Tuesday, June 10, 2008

Finally done

well I am finally done for the quarter and looking forward to my summer break. Even if the kids drive me nuts. With the price of gas these days, we will be sticking close to home and walking to the lake instead of driving. I need to start exercising again anyhow.

I did not do well on my last two test for my computer classes but I just decided oh well. I know...dont faint. I have been so anal about my grades since I started. I might actually get a B in one of those classes. Haven't had that in a while. I just dont' want to lose my Dean's List status. I think with that, I will graduate with honors. I am not sure so I need to find out.

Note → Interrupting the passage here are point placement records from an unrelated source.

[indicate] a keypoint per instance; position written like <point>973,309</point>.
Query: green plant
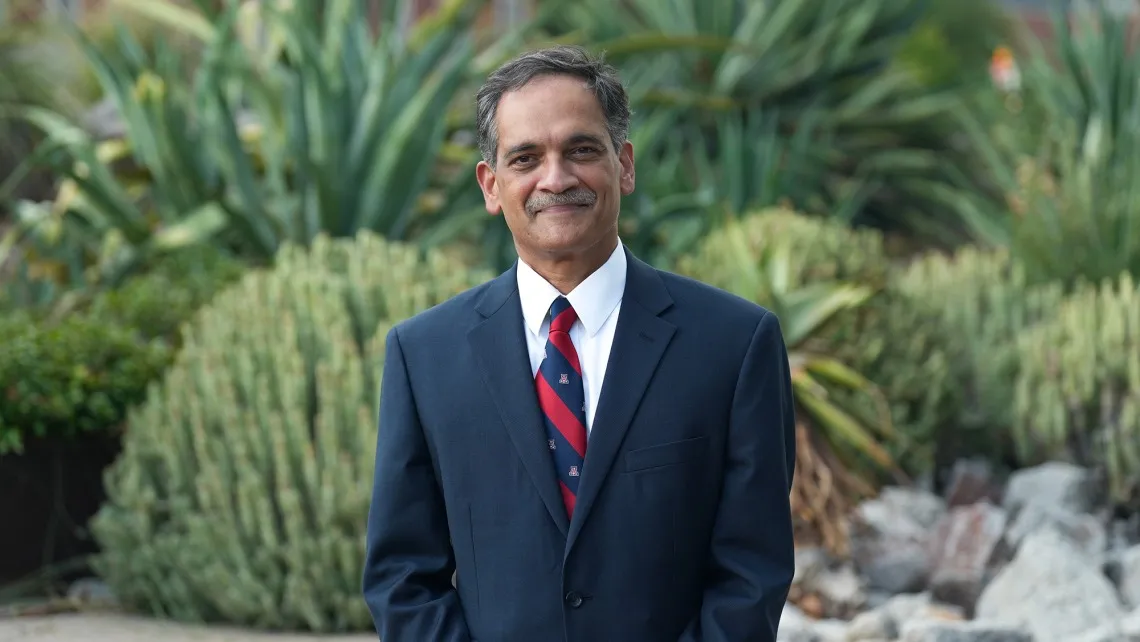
<point>978,302</point>
<point>66,371</point>
<point>330,130</point>
<point>76,376</point>
<point>882,144</point>
<point>242,490</point>
<point>881,339</point>
<point>1077,390</point>
<point>840,455</point>
<point>1065,147</point>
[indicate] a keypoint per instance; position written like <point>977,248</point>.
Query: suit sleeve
<point>751,555</point>
<point>408,559</point>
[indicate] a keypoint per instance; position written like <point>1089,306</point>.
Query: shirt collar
<point>594,299</point>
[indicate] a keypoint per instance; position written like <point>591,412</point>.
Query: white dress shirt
<point>596,301</point>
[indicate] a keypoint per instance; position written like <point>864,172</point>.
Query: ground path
<point>115,627</point>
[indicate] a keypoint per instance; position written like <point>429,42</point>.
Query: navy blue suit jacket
<point>682,529</point>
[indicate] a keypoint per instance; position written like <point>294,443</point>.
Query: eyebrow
<point>577,138</point>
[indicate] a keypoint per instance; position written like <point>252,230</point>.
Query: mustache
<point>576,196</point>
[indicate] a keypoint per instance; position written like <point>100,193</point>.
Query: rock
<point>1086,531</point>
<point>1128,576</point>
<point>889,545</point>
<point>971,481</point>
<point>795,626</point>
<point>1128,630</point>
<point>831,631</point>
<point>977,631</point>
<point>91,592</point>
<point>1051,590</point>
<point>1057,484</point>
<point>871,625</point>
<point>821,591</point>
<point>809,563</point>
<point>920,606</point>
<point>965,546</point>
<point>843,592</point>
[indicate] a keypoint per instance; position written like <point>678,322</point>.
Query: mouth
<point>561,209</point>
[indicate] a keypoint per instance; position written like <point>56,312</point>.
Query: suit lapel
<point>501,348</point>
<point>638,342</point>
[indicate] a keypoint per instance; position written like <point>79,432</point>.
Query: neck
<point>566,273</point>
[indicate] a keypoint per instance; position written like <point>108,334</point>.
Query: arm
<point>408,559</point>
<point>751,560</point>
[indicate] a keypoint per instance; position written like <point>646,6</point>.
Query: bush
<point>877,339</point>
<point>823,250</point>
<point>978,302</point>
<point>244,482</point>
<point>74,376</point>
<point>1077,392</point>
<point>81,373</point>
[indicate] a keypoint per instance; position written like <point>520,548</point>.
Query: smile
<point>562,209</point>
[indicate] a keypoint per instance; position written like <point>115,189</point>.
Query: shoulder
<point>448,318</point>
<point>703,305</point>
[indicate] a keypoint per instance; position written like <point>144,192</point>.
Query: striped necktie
<point>562,398</point>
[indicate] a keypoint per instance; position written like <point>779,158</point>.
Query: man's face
<point>559,183</point>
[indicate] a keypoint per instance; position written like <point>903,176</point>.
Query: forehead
<point>548,110</point>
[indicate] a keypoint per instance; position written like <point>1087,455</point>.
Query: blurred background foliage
<point>938,203</point>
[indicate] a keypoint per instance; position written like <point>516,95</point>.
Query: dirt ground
<point>114,627</point>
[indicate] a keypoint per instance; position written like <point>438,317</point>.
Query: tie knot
<point>562,315</point>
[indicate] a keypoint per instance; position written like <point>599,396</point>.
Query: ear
<point>487,183</point>
<point>626,157</point>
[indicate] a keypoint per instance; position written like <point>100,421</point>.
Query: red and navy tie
<point>562,399</point>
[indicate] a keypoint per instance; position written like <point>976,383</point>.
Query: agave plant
<point>882,135</point>
<point>328,129</point>
<point>840,455</point>
<point>1066,148</point>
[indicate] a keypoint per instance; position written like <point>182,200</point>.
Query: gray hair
<point>555,61</point>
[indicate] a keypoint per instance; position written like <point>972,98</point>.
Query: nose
<point>556,177</point>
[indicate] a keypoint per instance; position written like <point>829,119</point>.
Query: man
<point>596,449</point>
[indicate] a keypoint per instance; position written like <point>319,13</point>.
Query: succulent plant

Got lunch dates for the next two days and then a meeting at JC's school on Friday. Time for the mommy to kick some ass there. No more pushing me around. I will get what I want even if I have to hire a freaking lawyer. Hear me roar.

I'm out...bed time.

Chow~~

Sunday, June 08, 2008

UGH!!!!!

I just don't know what to do anymore. I have completely failed at being a mom with JC. I just grounded him until at least school gets out, no phone, no computer, no TV, no social life and threatened to find summer school for him and he still would not to a flippin' book report that is over a week late. He has only read about 18 pages in a month at school. I am sure he thinks I won't follow thru with this all but I will. He now does not get to go to the end of the year school dance. If I can find him a summer school to attend, I am going to continue his grounding until school starts. I guess I will have to find a babysitter for him so Christopher and I could go to the lake or just wait until Joe gets home. My mom said she has a small pool Christopher and I can use at the house to help out. I am so frustrated. Plus I don't really feel like I have anyone I can talk to. Everyone I called is not home and I can only talk to my mom for so long. I feel like such a loser in so many ways right now. I feels like everything is closing in on me right now. I only have two more days of school and I am behind in my computer lab classes. I am having a hard time with Excel and I don't know that I can pass the test I need to take. Fuck I hate my life. It just sucks.